Amy found a lump in her breast the day before she jetted off for a belated honeymoon with husband Ben to the Maldives last April
The dancer announced she had been diagnosed with breast cancer in an Instagram post shared in May 2023 and underwent a mastectomy in July
‘But I also see myself as a lucky one as well. I get to live and do what I love as a job. ‘Especially recently finding out the news of no evidence of disease, not everybody’s lucky enough to hear those words, and I get a second chance at life. So I’m also very grateful, and I have a lot of gratitude.

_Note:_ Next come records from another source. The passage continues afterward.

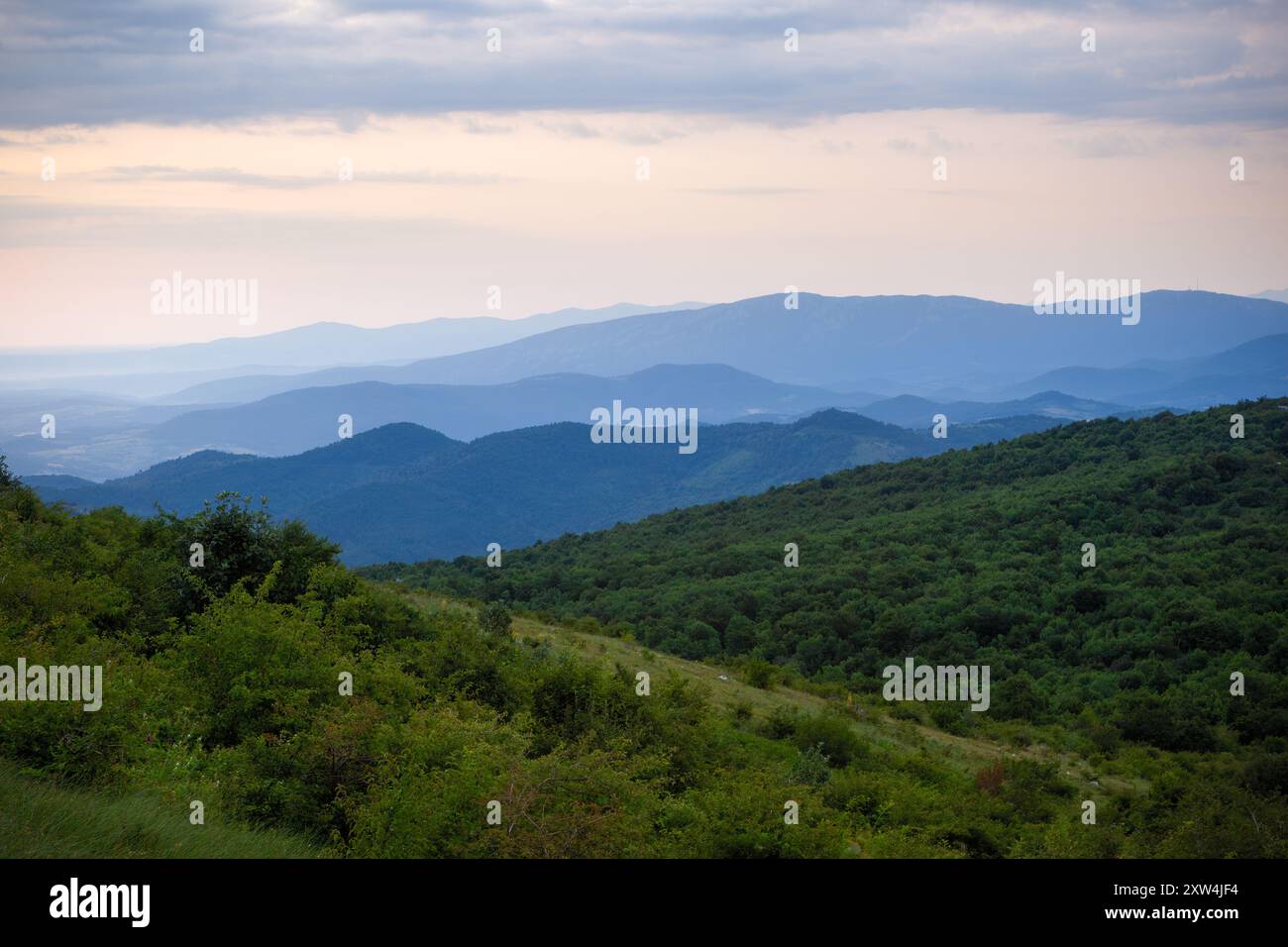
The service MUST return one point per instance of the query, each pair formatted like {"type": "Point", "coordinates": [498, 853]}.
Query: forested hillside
{"type": "Point", "coordinates": [977, 557]}
{"type": "Point", "coordinates": [224, 684]}
{"type": "Point", "coordinates": [406, 492]}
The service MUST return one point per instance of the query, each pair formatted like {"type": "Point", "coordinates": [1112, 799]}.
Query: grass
{"type": "Point", "coordinates": [870, 718]}
{"type": "Point", "coordinates": [40, 819]}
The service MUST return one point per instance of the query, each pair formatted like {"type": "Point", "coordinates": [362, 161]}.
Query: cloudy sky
{"type": "Point", "coordinates": [645, 151]}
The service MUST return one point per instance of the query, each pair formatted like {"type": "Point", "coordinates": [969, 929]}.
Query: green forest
{"type": "Point", "coordinates": [497, 711]}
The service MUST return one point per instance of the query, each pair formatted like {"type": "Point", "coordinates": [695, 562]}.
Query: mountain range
{"type": "Point", "coordinates": [407, 492]}
{"type": "Point", "coordinates": [831, 341]}
{"type": "Point", "coordinates": [107, 438]}
{"type": "Point", "coordinates": [136, 371]}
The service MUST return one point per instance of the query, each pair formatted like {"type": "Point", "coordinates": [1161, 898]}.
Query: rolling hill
{"type": "Point", "coordinates": [1257, 368]}
{"type": "Point", "coordinates": [833, 341]}
{"type": "Point", "coordinates": [407, 492]}
{"type": "Point", "coordinates": [313, 346]}
{"type": "Point", "coordinates": [973, 557]}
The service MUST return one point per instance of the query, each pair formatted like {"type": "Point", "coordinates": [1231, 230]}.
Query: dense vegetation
{"type": "Point", "coordinates": [407, 492]}
{"type": "Point", "coordinates": [977, 557]}
{"type": "Point", "coordinates": [223, 684]}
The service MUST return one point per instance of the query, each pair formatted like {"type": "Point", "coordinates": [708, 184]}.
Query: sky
{"type": "Point", "coordinates": [541, 155]}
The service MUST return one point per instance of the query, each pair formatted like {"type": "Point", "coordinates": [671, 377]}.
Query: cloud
{"type": "Point", "coordinates": [284, 182]}
{"type": "Point", "coordinates": [91, 62]}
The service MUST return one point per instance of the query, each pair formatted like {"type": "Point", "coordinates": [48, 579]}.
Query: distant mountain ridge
{"type": "Point", "coordinates": [833, 341]}
{"type": "Point", "coordinates": [1250, 369]}
{"type": "Point", "coordinates": [102, 440]}
{"type": "Point", "coordinates": [313, 346]}
{"type": "Point", "coordinates": [407, 492]}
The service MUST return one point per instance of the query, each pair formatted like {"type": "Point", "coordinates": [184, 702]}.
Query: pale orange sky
{"type": "Point", "coordinates": [554, 214]}
{"type": "Point", "coordinates": [765, 169]}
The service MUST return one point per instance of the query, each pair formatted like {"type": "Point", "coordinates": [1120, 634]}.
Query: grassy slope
{"type": "Point", "coordinates": [871, 716]}
{"type": "Point", "coordinates": [43, 819]}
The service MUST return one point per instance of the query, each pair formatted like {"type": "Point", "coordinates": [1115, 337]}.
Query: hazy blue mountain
{"type": "Point", "coordinates": [1250, 369]}
{"type": "Point", "coordinates": [145, 384]}
{"type": "Point", "coordinates": [120, 441]}
{"type": "Point", "coordinates": [320, 344]}
{"type": "Point", "coordinates": [307, 418]}
{"type": "Point", "coordinates": [911, 411]}
{"type": "Point", "coordinates": [407, 492]}
{"type": "Point", "coordinates": [925, 341]}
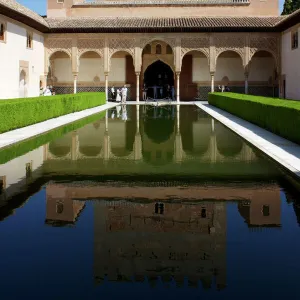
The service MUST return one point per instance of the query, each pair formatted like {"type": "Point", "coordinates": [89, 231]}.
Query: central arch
{"type": "Point", "coordinates": [158, 74]}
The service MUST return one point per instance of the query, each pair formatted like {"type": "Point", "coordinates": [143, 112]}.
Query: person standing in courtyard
{"type": "Point", "coordinates": [113, 93]}
{"type": "Point", "coordinates": [124, 94]}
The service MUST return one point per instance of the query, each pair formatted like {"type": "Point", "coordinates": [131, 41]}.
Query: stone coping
{"type": "Point", "coordinates": [283, 151]}
{"type": "Point", "coordinates": [21, 134]}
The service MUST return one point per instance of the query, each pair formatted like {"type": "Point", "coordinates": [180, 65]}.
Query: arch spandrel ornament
{"type": "Point", "coordinates": [195, 44]}
{"type": "Point", "coordinates": [57, 45]}
{"type": "Point", "coordinates": [268, 44]}
{"type": "Point", "coordinates": [231, 43]}
{"type": "Point", "coordinates": [87, 45]}
{"type": "Point", "coordinates": [116, 45]}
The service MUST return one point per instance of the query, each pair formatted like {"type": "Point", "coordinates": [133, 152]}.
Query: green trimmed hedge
{"type": "Point", "coordinates": [17, 113]}
{"type": "Point", "coordinates": [24, 147]}
{"type": "Point", "coordinates": [279, 116]}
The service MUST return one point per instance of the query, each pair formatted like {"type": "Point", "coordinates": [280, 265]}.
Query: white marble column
{"type": "Point", "coordinates": [106, 86]}
{"type": "Point", "coordinates": [137, 86]}
{"type": "Point", "coordinates": [212, 75]}
{"type": "Point", "coordinates": [177, 86]}
{"type": "Point", "coordinates": [75, 82]}
{"type": "Point", "coordinates": [75, 146]}
{"type": "Point", "coordinates": [246, 83]}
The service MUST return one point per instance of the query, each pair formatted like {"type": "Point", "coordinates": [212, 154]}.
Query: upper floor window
{"type": "Point", "coordinates": [295, 40]}
{"type": "Point", "coordinates": [158, 49]}
{"type": "Point", "coordinates": [29, 40]}
{"type": "Point", "coordinates": [2, 32]}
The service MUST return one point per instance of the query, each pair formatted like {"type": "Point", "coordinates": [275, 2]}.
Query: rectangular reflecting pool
{"type": "Point", "coordinates": [146, 202]}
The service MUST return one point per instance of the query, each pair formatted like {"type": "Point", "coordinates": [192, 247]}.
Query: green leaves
{"type": "Point", "coordinates": [17, 113]}
{"type": "Point", "coordinates": [277, 115]}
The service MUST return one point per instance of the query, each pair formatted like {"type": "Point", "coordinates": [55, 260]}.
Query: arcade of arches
{"type": "Point", "coordinates": [246, 63]}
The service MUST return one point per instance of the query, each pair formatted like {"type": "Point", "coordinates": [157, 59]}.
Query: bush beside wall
{"type": "Point", "coordinates": [17, 113]}
{"type": "Point", "coordinates": [279, 116]}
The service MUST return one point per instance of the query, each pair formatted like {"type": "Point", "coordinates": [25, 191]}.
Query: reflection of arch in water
{"type": "Point", "coordinates": [90, 151]}
{"type": "Point", "coordinates": [59, 150]}
{"type": "Point", "coordinates": [161, 128]}
{"type": "Point", "coordinates": [228, 143]}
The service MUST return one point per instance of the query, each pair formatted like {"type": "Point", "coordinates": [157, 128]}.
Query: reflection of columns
{"type": "Point", "coordinates": [46, 152]}
{"type": "Point", "coordinates": [177, 85]}
{"type": "Point", "coordinates": [246, 83]}
{"type": "Point", "coordinates": [137, 86]}
{"type": "Point", "coordinates": [75, 82]}
{"type": "Point", "coordinates": [75, 146]}
{"type": "Point", "coordinates": [178, 141]}
{"type": "Point", "coordinates": [213, 148]}
{"type": "Point", "coordinates": [178, 118]}
{"type": "Point", "coordinates": [106, 86]}
{"type": "Point", "coordinates": [106, 142]}
{"type": "Point", "coordinates": [212, 75]}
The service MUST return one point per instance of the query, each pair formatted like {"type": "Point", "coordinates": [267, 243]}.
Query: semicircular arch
{"type": "Point", "coordinates": [90, 50]}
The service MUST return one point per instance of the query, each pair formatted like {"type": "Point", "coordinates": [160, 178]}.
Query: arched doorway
{"type": "Point", "coordinates": [158, 75]}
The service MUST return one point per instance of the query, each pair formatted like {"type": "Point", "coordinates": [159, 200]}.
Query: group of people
{"type": "Point", "coordinates": [119, 95]}
{"type": "Point", "coordinates": [48, 91]}
{"type": "Point", "coordinates": [159, 92]}
{"type": "Point", "coordinates": [223, 88]}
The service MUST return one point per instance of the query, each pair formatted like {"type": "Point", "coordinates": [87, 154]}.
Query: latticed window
{"type": "Point", "coordinates": [29, 40]}
{"type": "Point", "coordinates": [295, 40]}
{"type": "Point", "coordinates": [158, 49]}
{"type": "Point", "coordinates": [2, 32]}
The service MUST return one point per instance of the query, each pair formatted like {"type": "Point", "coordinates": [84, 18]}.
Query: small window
{"type": "Point", "coordinates": [159, 208]}
{"type": "Point", "coordinates": [59, 207]}
{"type": "Point", "coordinates": [266, 210]}
{"type": "Point", "coordinates": [2, 32]}
{"type": "Point", "coordinates": [147, 49]}
{"type": "Point", "coordinates": [158, 49]}
{"type": "Point", "coordinates": [169, 49]}
{"type": "Point", "coordinates": [29, 40]}
{"type": "Point", "coordinates": [295, 40]}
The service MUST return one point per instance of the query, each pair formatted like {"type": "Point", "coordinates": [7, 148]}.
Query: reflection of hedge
{"type": "Point", "coordinates": [279, 116]}
{"type": "Point", "coordinates": [22, 148]}
{"type": "Point", "coordinates": [16, 113]}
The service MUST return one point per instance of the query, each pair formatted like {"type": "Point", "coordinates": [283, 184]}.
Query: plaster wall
{"type": "Point", "coordinates": [14, 50]}
{"type": "Point", "coordinates": [255, 7]}
{"type": "Point", "coordinates": [15, 170]}
{"type": "Point", "coordinates": [290, 62]}
{"type": "Point", "coordinates": [89, 68]}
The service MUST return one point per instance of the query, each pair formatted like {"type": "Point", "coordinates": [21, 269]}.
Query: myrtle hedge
{"type": "Point", "coordinates": [17, 113]}
{"type": "Point", "coordinates": [279, 116]}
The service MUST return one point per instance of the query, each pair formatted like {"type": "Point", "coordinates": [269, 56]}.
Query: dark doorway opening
{"type": "Point", "coordinates": [159, 81]}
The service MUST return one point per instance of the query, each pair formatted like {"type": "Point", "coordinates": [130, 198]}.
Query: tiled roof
{"type": "Point", "coordinates": [176, 24]}
{"type": "Point", "coordinates": [16, 8]}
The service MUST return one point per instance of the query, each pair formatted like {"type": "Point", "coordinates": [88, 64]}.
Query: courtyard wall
{"type": "Point", "coordinates": [290, 61]}
{"type": "Point", "coordinates": [22, 67]}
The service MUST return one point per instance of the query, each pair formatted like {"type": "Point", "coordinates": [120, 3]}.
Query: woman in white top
{"type": "Point", "coordinates": [118, 99]}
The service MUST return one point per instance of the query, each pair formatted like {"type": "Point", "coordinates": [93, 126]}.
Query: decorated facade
{"type": "Point", "coordinates": [195, 46]}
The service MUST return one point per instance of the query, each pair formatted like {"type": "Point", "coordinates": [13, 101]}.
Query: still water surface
{"type": "Point", "coordinates": [146, 203]}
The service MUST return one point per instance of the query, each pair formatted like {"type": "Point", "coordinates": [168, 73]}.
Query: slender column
{"type": "Point", "coordinates": [246, 83]}
{"type": "Point", "coordinates": [75, 146]}
{"type": "Point", "coordinates": [137, 86]}
{"type": "Point", "coordinates": [212, 75]}
{"type": "Point", "coordinates": [177, 86]}
{"type": "Point", "coordinates": [75, 82]}
{"type": "Point", "coordinates": [106, 86]}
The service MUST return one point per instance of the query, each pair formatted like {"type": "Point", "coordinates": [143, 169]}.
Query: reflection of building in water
{"type": "Point", "coordinates": [64, 210]}
{"type": "Point", "coordinates": [264, 209]}
{"type": "Point", "coordinates": [141, 236]}
{"type": "Point", "coordinates": [167, 134]}
{"type": "Point", "coordinates": [134, 240]}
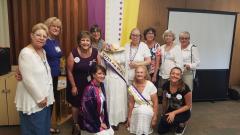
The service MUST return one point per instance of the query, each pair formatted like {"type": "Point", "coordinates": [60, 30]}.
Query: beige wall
{"type": "Point", "coordinates": [4, 29]}
{"type": "Point", "coordinates": [155, 13]}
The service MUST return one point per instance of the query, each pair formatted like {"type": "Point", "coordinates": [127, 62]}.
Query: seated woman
{"type": "Point", "coordinates": [94, 107]}
{"type": "Point", "coordinates": [177, 102]}
{"type": "Point", "coordinates": [143, 103]}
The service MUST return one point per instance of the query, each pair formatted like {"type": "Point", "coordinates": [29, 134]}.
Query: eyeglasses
{"type": "Point", "coordinates": [135, 35]}
{"type": "Point", "coordinates": [150, 33]}
{"type": "Point", "coordinates": [184, 38]}
{"type": "Point", "coordinates": [40, 35]}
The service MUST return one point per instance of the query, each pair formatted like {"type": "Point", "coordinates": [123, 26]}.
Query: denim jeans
{"type": "Point", "coordinates": [37, 123]}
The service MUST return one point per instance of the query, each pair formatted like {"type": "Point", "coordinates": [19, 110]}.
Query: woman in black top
{"type": "Point", "coordinates": [177, 102]}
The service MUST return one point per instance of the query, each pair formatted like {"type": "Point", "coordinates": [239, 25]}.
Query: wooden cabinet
{"type": "Point", "coordinates": [8, 112]}
{"type": "Point", "coordinates": [64, 113]}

‘I’m a competitive person. I certainly wasn’t going to let cancer win on this. I was going to give it my best I possibly can.’
Amy married her husband Ben in June 2022 and found a lump in her breast the day before they went on her honeymoon.
After being diagnosed in May last year, she later revealed that doctors had found ‘more tumours’ and she would have to undergo chemotherapy.
She first joined Strictly in 2017 and in 2019 was a finalist with TV presenter Karim Zeroual.
She and Ben are former British National Latin Dance champions.